A team led by the National Institute of Standards and Technology (NIST) recently compared three of the world’s leading atomic clocks and raised the time accuracy of “seconds” to new heights through the air and fiber links. In a paper published March 25 in the journal Nature, the NIST-led study focused on three clocks based on different atoms and linked the most advanced atomic clocks in different locations in the air for the first time.
“These comparisons define the state of technology based on fiber optics and free-space measurements — they are nearly 10 times more accurate than any clock ever made using different atoms,” says NIST physicist David Hume. The new measurements are challenging because the “ticking” frequencies of the three atoms involved are very different. After all, many network components must operate with extreme precision, and wireless links require cutting-edge laser technology and design.
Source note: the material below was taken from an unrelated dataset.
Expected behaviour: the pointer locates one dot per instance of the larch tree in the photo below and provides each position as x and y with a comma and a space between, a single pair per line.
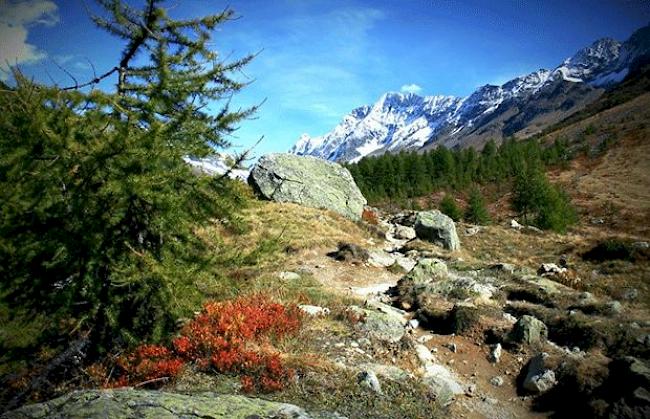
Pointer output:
100, 211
An anatomic clock is a clock that takes the vibration of electrons in an atom as a vibrator, wherein the clock with the electron vibration of the light band as the vibrator is called the light clock. The optical lattice clock is a kind of light clock. The accuracy of atomic clocks makes them an excellent tool for timing and other accurate measurements. This is because atoms emit and absorb photons at a specific frequency, a process largely uninterrupted by environmental factors.
NIST researchers have previously detailed how they transmit time signals over an aerial link between the two clocks, NIST and JILA, and found that the process is as useful as a fiber-based approach, 1,000 times more accurate than traditional wireless transmission solutions. This work shows how the best atomic clocks can be synchronized between remote sites on Earth and time signals are transmitted over long distances, even between spacecraft.
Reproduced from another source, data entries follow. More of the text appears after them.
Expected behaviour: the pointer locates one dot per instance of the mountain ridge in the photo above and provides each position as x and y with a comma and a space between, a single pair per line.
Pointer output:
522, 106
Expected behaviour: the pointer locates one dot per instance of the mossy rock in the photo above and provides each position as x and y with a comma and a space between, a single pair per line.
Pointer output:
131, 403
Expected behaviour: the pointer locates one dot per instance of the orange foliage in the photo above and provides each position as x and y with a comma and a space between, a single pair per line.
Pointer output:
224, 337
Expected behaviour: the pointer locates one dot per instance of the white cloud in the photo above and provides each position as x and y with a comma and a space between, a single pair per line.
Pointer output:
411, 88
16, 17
The NIST team measured the frequency ratio, the quantitative relationship between the frequencies of three pairs of atoms. The result is the most accurate measurement of three natural constants ever made. The frequency ratio is considered a constant and is used in some international standards and tests of basic physics theory.
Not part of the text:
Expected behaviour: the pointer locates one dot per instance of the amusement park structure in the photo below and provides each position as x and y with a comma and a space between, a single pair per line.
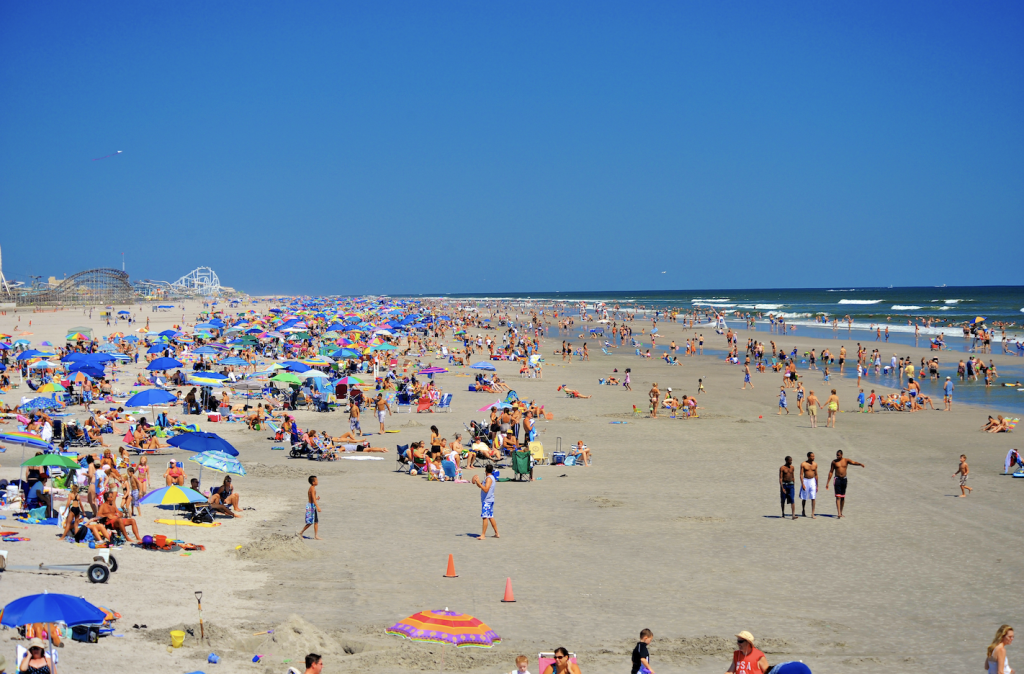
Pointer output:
108, 286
The frequency ratio, as an index for evaluating optical atomic clocks, has important advantages. The direct measurement of optical clock frequencies in the usual hertz units (one cycle per second) is limited by the accuracy of the current international standard, the cesium microwave clock. Frequency ratios overcome this limitation because they are not expressed in any units.
Frequency ratios are usually measured over long distances using optical networks, which are small and far away, or in some cases using microwave data transmitted over satellite links, which are often unstable.